No doubt this has benefited many children, but not necessarily all of them. Cases of autism have leapt by 200-to- 600 percent in every state. According to Andrew Waters, a Dallas attorney who represents the families of several autistic children, including the Counters, the illness began to be noticed in 1943, not long after thimerosal was introduced as a vaccine preservative in the 1930's. By the middle of the last decade, it had grown into such an epidemic that alarms rang out on all sides.

Finally, in 1999, the Environmental Protection Agency and the Food and Drug Administration directed manufacturers to take thimerosal out of their childhood vaccines. Gradually it has disappeared, though some medical practitioners have insisted on using all their existing supplies. For this reason, some who follow this issue closely advise parents to ask doctors for the single-dose vial, not a multiple-dose vial which has the old mixture. Also, flu shots still have mercury, and that needs to change since they are recommended for children between six and 23 months by the Centers for Disease Control.

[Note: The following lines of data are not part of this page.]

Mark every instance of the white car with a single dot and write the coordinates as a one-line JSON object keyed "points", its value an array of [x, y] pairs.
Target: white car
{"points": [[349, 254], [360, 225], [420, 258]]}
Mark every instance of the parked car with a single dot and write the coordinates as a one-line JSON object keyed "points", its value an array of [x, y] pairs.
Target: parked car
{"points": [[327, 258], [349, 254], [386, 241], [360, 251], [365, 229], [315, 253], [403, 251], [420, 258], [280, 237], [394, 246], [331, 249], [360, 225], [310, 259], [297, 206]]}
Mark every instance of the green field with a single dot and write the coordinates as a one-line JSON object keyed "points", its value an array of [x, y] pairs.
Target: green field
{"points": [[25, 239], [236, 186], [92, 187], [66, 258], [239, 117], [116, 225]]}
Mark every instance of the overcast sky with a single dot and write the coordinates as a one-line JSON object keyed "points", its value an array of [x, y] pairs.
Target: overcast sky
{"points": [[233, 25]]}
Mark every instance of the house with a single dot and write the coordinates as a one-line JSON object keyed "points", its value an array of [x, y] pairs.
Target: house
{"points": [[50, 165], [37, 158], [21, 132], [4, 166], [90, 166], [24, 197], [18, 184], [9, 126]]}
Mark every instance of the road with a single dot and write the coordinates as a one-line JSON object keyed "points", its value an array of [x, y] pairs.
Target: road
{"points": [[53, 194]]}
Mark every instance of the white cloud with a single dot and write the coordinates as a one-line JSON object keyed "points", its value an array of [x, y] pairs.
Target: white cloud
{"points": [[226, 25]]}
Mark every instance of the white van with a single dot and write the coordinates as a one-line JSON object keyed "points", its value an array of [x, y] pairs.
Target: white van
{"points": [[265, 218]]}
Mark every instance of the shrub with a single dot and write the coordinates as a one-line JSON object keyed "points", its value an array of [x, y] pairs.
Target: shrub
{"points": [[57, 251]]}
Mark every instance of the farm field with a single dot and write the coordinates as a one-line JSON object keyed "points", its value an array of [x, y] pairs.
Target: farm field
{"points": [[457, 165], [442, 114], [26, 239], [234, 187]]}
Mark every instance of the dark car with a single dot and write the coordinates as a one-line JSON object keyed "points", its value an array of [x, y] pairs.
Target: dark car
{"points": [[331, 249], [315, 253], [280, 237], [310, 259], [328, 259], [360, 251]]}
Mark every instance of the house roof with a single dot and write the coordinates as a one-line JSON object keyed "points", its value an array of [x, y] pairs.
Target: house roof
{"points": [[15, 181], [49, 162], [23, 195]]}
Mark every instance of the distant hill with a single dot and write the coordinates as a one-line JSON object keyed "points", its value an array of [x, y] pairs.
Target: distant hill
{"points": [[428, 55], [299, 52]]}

The Counters were dealt a blow when Congress included in the Homeland Security Bill a provision exempting from liability companies that manufacture vaccines, including Eli Lilly, which got out of the thimerosal business in 1991, but its licensees continued. All now face costly litigation, or they did until this rescue action by Congress.

The Counters now can turn to the National Vaccine Injury Compensation Program established in 1986, where the maximum they can receive is $250,000, plus attorney's fees. However, the cost of treating autism is not covered by insurance, so their needs are great. Republican leaders in Congress and the White House have promised to help by rescinding the vaccines liability measure in the first spending bill of the new year. This is a promise they really must keep.

Lee Cullum is a frequent contributor to The Dallas Morning News and to KERA.